PROGÉRIA : Ces ciseaux moléculaires qui coupent précisément le gène mutant
C’est une avancée majeure dans le traitement de la progéria : des ciseaux à ARN qui ciblent et éliminent précisément le gène mutant. Cette thérapie à base d'ARN qui cible et élimine précisément la progérine, la cause profonde de la progéria, développée au Korea Research Institute of Bioscience and Biotechnology (KRIBB) et documentée dans la revue Molecular Therapy, ouvre un immense espoir pour contrer le syndrome de Hutchinson-Gilford (progéria), mais présente également un potentiel thérapeutique pour plus de 15 % des maladies génétiques causées par des erreurs d'édition de l'ARN.
Le syndrome de Hutchinson-Gilford-Progeria (HGPS) est caractérisé, chez l’enfant, par le développement de rides profondes, un retard de croissance et un vieillissement rapide des os et des vaisseaux sanguins dès l'âge de 1 à 2 ans. Il s’agit d’une maladie génétique rare et incurable qui touche environ 1 enfant sur 8 millions. L'espérance de vie moyenne des patients n'est que de 14,5 ans, et à ce jour, il n'existe aucun traitement curatif.
Le syndrome est causé par une mutation ponctuelle du gène LMNA, qui entraîne la production de progérine, une protéine toxique et anormale. La progérine perturbe la structure de l'enveloppe nucléaire des cellules, accélérant le vieillissement cellulaire et provoquant des symptômes similaires à ceux du vieillissement avancé : fragilité osseuse, rigidité artérielle et, à terme, défaillance d'organes vitaux.
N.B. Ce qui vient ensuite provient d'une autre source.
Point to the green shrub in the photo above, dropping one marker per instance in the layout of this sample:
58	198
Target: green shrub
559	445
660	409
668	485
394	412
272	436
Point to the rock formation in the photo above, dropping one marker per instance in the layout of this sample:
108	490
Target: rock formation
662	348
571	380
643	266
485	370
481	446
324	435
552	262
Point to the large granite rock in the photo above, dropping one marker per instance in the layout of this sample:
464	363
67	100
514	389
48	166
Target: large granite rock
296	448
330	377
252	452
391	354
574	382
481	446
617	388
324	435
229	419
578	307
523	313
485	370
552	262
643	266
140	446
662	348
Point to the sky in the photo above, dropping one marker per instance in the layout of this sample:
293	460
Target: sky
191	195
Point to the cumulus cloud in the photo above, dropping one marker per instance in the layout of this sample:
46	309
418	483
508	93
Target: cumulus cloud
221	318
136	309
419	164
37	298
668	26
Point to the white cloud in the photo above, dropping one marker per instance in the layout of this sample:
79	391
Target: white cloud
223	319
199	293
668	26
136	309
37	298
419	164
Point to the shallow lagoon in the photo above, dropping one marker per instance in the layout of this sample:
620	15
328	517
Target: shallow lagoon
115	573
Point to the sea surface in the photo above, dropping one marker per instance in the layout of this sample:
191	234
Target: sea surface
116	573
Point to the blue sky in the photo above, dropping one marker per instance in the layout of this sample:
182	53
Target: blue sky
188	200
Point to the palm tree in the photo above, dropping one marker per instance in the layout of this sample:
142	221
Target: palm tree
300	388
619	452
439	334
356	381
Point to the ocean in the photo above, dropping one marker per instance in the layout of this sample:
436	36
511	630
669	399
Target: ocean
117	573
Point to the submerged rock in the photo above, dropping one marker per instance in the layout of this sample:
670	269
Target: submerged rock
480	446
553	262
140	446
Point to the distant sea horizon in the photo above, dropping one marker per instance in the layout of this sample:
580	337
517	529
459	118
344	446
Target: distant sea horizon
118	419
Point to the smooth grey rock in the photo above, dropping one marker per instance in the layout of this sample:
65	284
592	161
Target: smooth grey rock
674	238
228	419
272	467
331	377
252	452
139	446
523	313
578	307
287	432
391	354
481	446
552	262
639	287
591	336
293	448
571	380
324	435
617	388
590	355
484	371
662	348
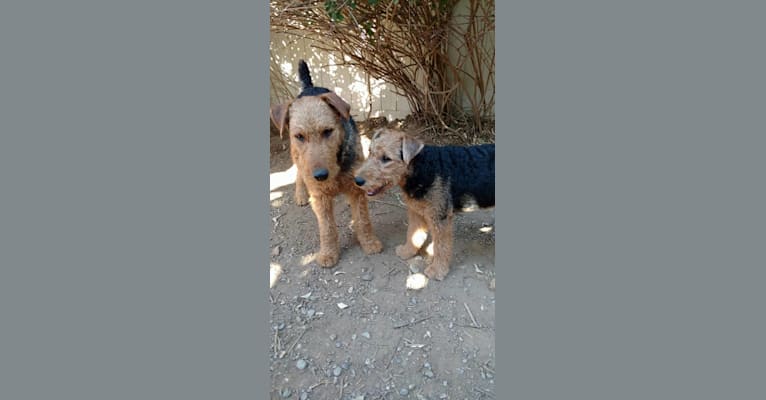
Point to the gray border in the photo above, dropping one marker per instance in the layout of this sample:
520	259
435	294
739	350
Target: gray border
133	167
634	215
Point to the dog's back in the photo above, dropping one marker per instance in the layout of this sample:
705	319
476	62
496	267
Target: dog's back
469	171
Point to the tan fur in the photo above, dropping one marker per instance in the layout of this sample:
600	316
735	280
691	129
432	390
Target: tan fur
310	117
422	214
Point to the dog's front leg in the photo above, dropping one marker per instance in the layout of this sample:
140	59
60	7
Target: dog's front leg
329	248
441	231
362	226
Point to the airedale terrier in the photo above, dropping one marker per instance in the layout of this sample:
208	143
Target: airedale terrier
325	146
436	181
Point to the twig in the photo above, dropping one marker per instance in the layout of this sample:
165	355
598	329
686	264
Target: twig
484	392
286	352
393	354
315	385
475	324
412	323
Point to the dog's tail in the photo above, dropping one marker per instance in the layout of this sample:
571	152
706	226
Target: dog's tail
304	75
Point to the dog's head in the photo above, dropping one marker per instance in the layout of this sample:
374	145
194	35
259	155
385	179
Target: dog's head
391	152
315	126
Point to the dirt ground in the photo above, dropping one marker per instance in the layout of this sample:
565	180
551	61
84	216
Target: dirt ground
355	331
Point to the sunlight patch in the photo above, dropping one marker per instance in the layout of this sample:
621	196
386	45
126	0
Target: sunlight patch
284	178
419	237
305	260
275	270
417	281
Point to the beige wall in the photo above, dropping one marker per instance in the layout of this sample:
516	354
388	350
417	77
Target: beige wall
327	70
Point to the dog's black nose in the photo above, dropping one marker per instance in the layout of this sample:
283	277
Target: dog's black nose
321	174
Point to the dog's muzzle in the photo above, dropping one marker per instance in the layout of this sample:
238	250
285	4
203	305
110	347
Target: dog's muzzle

Le seul médicament approuvé par l’Agence américaine (FDA) pour la progéria, le lonafarnib (Zokinvy), a un coût exorbitant et n'offre qu'une modeste prolongation de la vie de 2,5 ans. Ce traitement nécessite souvent une association avec d'autres thérapies et comporte un risque élevé d'effets secondaires importants. Il existe ainsi un besoin urgent d'options thérapeutiques plus efficaces et plus sûres.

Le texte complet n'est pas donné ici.